For 45 minutes, our audience had the pleasure of listening to some of Wyoming’s best: 8 youth leaders on their views about the next 20 years in Wyoming and what their generation of workers need to succeed. I walked away in awe of their wisdom, their commitment, but most of all, their truths.
Meet Wyoming’s newest leaders. Meet Wyoming’s tomorrow. Wyatt, Gracelyn, Tanner, Jacob, Kayla, Heidi, Kaci and Rudy. These 8 students, as well as many other students throughout our Wyoming schools, will make Wyoming a greater state because they are a part of it. And they want to stay. Now yes, some have desires to pursue more diverse or specialized career paths and those choices will most likely take them out of state for education, post education and job opportunities, but many of these students are from families of third and fourth generation ranchers, farmers and welders who want to stay.

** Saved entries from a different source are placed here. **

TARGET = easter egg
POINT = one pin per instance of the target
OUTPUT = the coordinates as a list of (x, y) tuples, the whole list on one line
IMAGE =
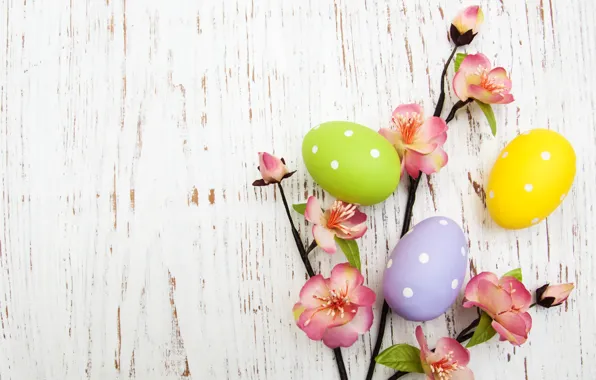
[(351, 162), (426, 269), (530, 178)]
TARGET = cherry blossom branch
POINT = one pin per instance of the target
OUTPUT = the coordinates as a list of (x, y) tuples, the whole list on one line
[(304, 256), (441, 101), (385, 311), (311, 247), (456, 107), (406, 226)]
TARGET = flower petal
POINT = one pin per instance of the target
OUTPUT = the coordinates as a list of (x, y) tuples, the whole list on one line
[(313, 212), (311, 292), (469, 19), (513, 322), (362, 296), (460, 86), (471, 292), (439, 139), (463, 374), (356, 232), (346, 335), (504, 334), (520, 296), (485, 96), (325, 238), (358, 217), (432, 127), (389, 135), (314, 322), (272, 168), (408, 110), (473, 62), (297, 310), (450, 345)]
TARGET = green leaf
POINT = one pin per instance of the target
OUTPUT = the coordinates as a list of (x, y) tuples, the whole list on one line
[(350, 248), (401, 357), (459, 58), (490, 116), (515, 273), (299, 207), (484, 332)]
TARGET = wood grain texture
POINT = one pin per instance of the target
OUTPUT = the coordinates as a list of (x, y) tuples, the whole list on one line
[(132, 245)]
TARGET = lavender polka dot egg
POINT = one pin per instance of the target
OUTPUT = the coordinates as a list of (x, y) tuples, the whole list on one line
[(426, 269)]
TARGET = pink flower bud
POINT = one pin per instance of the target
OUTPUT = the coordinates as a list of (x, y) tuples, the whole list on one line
[(553, 295), (272, 169), (466, 24), (477, 79)]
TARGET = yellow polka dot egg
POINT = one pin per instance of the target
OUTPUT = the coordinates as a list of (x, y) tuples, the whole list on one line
[(530, 178)]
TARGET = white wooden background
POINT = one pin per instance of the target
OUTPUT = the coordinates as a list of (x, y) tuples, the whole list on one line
[(132, 245)]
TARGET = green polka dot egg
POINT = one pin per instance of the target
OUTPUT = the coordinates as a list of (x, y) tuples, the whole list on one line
[(351, 162)]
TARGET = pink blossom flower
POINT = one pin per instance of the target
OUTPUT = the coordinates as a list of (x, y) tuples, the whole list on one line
[(553, 295), (476, 80), (342, 219), (466, 24), (272, 169), (419, 142), (506, 301), (447, 362), (335, 309)]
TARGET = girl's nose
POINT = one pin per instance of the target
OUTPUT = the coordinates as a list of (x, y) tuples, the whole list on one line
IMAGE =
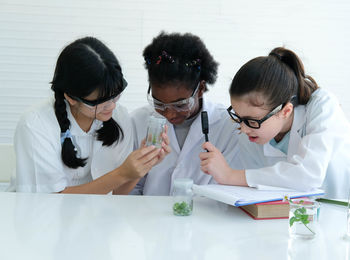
[(169, 113), (244, 128)]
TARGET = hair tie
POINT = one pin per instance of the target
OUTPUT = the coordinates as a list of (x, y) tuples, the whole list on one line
[(194, 63), (65, 135), (276, 55)]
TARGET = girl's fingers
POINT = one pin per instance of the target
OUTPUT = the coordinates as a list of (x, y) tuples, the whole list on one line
[(143, 143), (151, 163), (204, 155), (166, 148), (209, 146), (150, 156), (143, 151)]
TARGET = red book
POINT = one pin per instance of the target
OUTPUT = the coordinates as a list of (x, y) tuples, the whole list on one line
[(268, 210)]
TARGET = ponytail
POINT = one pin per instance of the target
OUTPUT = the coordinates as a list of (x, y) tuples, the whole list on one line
[(306, 84), (69, 152), (110, 132)]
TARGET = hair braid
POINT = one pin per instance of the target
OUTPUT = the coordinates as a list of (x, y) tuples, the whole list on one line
[(68, 153)]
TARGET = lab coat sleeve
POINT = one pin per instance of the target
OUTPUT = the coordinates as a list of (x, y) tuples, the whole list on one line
[(307, 168), (38, 161)]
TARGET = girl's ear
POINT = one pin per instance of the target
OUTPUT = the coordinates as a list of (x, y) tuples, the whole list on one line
[(201, 88), (70, 100), (287, 110)]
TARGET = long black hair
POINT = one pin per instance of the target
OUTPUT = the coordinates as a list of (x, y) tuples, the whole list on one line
[(82, 67), (279, 77), (179, 58)]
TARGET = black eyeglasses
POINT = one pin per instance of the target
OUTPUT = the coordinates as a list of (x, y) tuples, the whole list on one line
[(253, 123), (93, 103)]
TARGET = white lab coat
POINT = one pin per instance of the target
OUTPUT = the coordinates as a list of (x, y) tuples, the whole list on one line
[(185, 163), (39, 167), (318, 151)]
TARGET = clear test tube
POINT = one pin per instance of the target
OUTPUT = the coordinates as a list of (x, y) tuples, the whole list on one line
[(154, 131)]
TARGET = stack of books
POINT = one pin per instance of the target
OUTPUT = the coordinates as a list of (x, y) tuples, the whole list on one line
[(257, 203)]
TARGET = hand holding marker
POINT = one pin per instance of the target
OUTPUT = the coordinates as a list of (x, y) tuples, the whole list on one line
[(205, 125)]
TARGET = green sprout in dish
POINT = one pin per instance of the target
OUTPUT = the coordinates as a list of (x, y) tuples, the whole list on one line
[(182, 209)]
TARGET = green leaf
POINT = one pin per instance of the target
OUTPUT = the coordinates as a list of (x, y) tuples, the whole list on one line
[(292, 220)]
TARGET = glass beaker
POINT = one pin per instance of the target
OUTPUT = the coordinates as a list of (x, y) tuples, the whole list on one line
[(303, 218), (154, 131), (183, 197)]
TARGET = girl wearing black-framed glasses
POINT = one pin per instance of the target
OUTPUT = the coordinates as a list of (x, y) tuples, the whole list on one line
[(294, 134)]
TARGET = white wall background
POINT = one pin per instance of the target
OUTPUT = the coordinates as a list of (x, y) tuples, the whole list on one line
[(32, 34)]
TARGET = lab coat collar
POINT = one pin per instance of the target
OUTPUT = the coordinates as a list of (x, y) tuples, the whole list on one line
[(296, 133), (75, 128)]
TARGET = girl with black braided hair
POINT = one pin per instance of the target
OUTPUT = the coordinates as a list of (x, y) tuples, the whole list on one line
[(81, 142), (294, 134), (180, 68)]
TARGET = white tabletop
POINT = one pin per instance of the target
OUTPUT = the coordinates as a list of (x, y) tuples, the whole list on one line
[(56, 226)]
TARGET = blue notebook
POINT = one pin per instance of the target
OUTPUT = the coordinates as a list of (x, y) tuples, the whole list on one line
[(241, 196)]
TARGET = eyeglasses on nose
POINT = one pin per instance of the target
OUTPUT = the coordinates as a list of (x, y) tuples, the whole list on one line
[(252, 123)]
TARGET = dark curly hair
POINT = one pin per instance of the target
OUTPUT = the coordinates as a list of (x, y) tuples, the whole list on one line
[(179, 58)]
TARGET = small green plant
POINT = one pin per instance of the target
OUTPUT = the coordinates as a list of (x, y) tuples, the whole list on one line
[(182, 209), (299, 215), (154, 139)]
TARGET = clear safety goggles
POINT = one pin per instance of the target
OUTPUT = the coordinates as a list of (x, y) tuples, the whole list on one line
[(101, 104), (179, 106)]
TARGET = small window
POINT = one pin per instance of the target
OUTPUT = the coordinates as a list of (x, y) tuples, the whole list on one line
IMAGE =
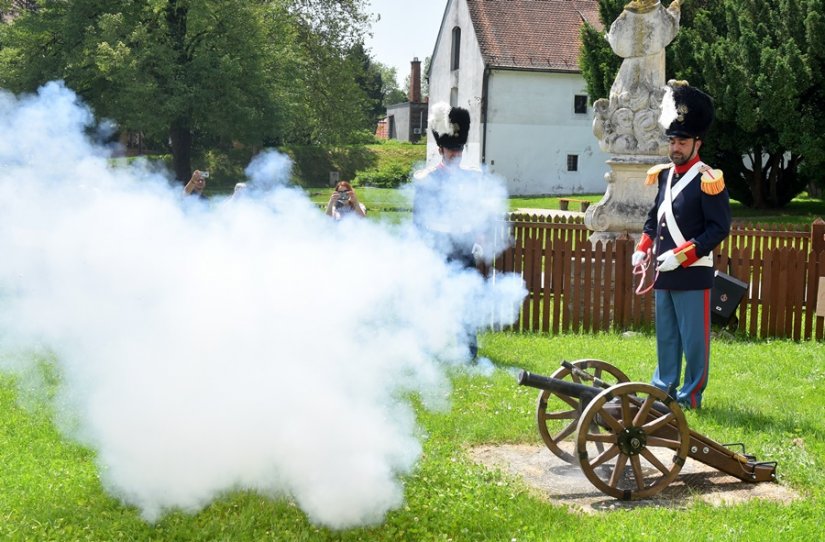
[(456, 50), (580, 103)]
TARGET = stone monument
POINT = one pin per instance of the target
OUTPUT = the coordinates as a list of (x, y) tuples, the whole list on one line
[(627, 124)]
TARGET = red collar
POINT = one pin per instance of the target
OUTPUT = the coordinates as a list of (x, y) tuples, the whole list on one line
[(681, 170)]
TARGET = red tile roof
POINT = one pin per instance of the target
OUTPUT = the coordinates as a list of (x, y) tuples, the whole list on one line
[(532, 34)]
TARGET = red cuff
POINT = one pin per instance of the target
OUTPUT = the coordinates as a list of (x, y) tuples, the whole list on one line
[(686, 253), (645, 243)]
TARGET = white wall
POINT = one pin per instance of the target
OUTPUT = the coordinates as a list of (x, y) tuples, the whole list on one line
[(532, 127), (467, 78), (531, 123)]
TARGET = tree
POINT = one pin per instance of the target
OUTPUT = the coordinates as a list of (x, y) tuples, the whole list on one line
[(207, 70), (762, 61), (369, 77)]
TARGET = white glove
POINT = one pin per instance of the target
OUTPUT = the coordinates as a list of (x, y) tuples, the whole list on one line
[(667, 262)]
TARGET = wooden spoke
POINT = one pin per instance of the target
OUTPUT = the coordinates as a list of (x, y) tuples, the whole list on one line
[(609, 438), (658, 423), (566, 415), (607, 455), (622, 471), (608, 418), (566, 432), (557, 414), (627, 415), (618, 471), (663, 443), (643, 411), (637, 471), (653, 460)]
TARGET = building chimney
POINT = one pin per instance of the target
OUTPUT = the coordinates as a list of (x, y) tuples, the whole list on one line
[(415, 81)]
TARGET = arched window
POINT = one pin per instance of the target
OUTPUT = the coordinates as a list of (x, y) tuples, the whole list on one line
[(456, 50)]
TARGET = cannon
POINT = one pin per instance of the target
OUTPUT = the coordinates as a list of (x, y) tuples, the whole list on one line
[(630, 439)]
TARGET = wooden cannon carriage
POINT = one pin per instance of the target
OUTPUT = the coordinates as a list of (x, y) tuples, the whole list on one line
[(630, 439)]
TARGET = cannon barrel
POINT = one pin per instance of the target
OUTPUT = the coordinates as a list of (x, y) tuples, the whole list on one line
[(572, 389)]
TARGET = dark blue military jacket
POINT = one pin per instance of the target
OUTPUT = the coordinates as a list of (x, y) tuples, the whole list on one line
[(703, 219)]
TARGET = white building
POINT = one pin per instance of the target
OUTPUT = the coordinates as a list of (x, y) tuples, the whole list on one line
[(514, 65)]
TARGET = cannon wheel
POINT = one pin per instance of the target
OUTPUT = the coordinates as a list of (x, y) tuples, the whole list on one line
[(557, 414), (639, 441)]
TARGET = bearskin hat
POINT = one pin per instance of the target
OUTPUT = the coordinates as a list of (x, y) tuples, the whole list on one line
[(450, 125), (686, 110)]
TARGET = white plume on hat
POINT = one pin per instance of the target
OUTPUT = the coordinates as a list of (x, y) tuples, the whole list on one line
[(669, 112), (439, 120)]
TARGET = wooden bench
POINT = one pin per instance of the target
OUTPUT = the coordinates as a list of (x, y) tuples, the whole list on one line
[(564, 203)]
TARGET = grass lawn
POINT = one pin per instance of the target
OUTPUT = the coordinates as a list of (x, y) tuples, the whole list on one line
[(768, 395), (802, 210)]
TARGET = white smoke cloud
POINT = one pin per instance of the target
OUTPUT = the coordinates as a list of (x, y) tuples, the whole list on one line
[(204, 347)]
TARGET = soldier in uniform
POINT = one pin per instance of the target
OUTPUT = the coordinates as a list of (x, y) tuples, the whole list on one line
[(446, 194), (690, 217)]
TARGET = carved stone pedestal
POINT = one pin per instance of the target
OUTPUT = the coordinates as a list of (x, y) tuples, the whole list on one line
[(627, 200)]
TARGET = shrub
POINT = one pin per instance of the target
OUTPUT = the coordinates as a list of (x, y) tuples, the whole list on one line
[(391, 175)]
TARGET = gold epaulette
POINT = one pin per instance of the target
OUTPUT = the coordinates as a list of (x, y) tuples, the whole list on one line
[(713, 181), (653, 173)]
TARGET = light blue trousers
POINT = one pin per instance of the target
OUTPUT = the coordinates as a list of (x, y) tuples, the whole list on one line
[(683, 327)]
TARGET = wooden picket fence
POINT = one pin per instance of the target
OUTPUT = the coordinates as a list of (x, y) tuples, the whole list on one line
[(579, 286)]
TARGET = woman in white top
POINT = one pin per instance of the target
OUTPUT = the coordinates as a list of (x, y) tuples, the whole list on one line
[(343, 201)]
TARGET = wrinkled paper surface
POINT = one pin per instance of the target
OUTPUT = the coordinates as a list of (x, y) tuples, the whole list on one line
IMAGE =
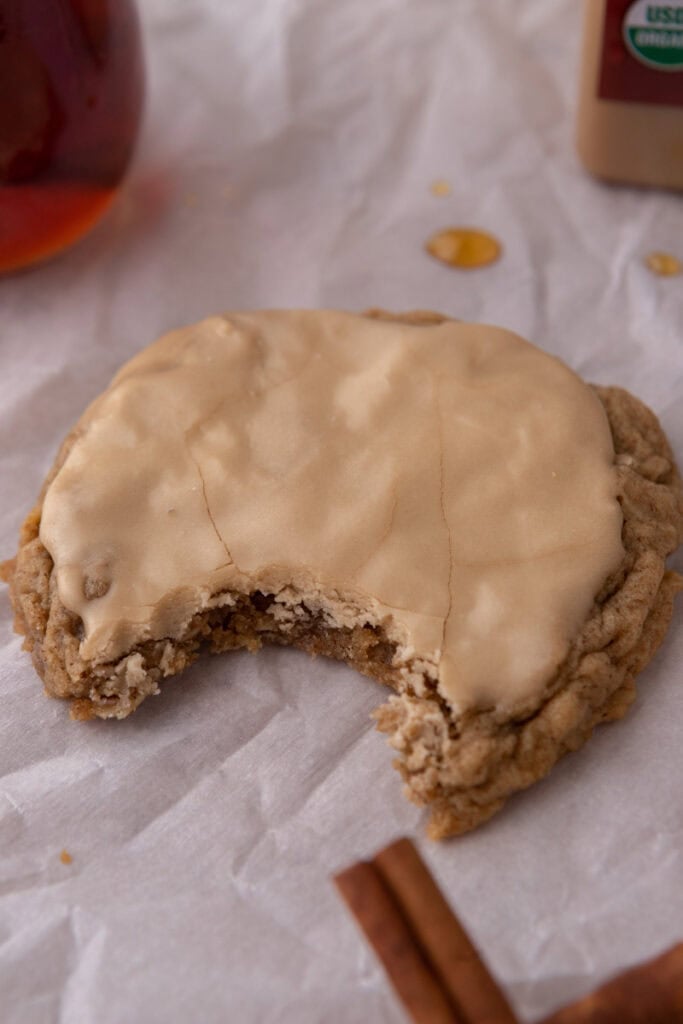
[(286, 160)]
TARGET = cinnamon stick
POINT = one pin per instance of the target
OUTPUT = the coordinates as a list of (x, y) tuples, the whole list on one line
[(386, 930), (455, 961), (649, 993)]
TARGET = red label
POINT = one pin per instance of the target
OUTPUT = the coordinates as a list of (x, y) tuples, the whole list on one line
[(625, 78)]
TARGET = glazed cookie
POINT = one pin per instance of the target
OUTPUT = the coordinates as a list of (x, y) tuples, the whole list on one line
[(440, 505)]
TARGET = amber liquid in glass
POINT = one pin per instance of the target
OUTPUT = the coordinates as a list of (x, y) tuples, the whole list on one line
[(71, 98)]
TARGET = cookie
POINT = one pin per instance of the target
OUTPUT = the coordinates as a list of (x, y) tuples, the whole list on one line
[(440, 505)]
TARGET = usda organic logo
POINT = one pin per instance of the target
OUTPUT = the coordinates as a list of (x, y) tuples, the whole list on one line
[(653, 33)]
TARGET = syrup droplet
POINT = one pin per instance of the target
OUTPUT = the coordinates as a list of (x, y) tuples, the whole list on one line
[(664, 264), (440, 187), (464, 248)]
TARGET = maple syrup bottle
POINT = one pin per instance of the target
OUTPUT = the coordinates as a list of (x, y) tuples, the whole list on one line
[(630, 123), (71, 99)]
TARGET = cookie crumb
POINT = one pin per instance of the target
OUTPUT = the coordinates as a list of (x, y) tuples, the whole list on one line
[(664, 264), (440, 187)]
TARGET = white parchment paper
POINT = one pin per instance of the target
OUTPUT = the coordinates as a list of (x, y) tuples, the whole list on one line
[(286, 160)]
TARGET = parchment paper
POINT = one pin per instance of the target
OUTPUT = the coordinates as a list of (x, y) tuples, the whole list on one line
[(286, 160)]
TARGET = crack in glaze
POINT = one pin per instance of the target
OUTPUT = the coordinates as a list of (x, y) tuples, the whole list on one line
[(387, 532), (208, 509), (441, 472)]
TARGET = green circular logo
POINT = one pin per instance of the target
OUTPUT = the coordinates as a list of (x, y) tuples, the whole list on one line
[(653, 33)]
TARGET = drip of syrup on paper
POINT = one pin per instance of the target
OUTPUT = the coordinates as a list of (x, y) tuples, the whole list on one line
[(664, 264), (465, 248)]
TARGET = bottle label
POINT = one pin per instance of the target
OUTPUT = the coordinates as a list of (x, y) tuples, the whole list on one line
[(642, 52)]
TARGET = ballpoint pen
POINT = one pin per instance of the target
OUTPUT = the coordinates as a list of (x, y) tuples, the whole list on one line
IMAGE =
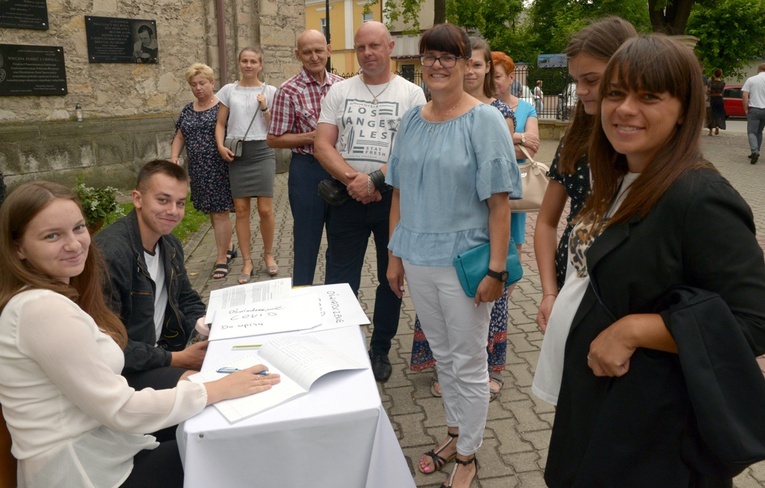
[(245, 346), (227, 370)]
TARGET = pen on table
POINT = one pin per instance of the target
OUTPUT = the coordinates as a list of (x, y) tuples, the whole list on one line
[(227, 370), (245, 346)]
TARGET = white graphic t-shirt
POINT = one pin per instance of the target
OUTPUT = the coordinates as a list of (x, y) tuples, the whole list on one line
[(367, 130)]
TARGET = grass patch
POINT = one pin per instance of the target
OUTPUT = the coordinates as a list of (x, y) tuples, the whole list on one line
[(191, 222)]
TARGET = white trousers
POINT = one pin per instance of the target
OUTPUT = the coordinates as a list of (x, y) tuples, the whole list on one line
[(456, 330)]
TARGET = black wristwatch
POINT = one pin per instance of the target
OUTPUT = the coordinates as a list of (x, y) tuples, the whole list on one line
[(501, 275)]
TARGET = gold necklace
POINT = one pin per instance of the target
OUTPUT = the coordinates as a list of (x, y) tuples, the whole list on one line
[(374, 97), (444, 116)]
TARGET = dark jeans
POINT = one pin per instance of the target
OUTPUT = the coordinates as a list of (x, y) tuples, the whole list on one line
[(348, 232), (755, 123), (309, 215), (157, 468), (159, 379)]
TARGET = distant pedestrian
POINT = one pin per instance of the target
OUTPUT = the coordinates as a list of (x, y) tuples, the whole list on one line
[(716, 104), (208, 171), (753, 97), (245, 113), (538, 96), (296, 112)]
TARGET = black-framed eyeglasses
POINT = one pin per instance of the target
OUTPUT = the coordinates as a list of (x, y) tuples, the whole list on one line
[(447, 60)]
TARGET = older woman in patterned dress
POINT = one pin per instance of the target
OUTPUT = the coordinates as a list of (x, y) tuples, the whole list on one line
[(210, 188)]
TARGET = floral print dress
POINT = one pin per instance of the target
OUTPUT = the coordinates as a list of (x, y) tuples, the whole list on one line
[(208, 172), (577, 187)]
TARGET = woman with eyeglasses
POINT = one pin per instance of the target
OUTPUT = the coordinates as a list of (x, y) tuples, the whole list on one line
[(453, 145), (479, 83)]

Some of these students are the first in their families to attend and graduate from two- and four-year degree programs. Just like their families, they want to do great things in their communities and put their mark on the world. They think openly and wisely about the future of their state. They don’t mince words either. As my father would say, “I calls it as I sees it.” Articulate? Yes. Honest and humbled? Yes. Listening to these empowered young men and women struck me in a way I never expected. Many stories have since been written about these students since the conference ended. I like to refer to them as the Elite 8. Story angles range from exposing elementary and junior high students to various career pathways, to showing them jobs that are outside of the typical careers — like doctors, lawyers and teachers. Other angles talk about the need for these students to move out of Wyoming because of low job pay or opportunity. Regardless of other storylines and angles, what stood out about this group for me was their ability to articulate what they want in life, what is important to them and how they plan to get there.
I’ve been to many conferences and conventions in my day and I’ve heard my fair share of keynotes and guest speakers. But this November day, we listened to a handful of empowered young men and women who want to succeed and to shape the future of their state while leaving a legacy of their own in Wyoming.
So, kudos to the teachers, counselors, parents and siblings who encouraged these fine individuals at an early age to believe in themselves, to work hard, to have a voice and to cherish their state. After hearing their discussion, it was inevitable that the title of this Align Angle was no longer about how we can develop and retain good workers in our community to Wyoming’s Elite 8. Shaping the Future of our State, One Voice at a Time.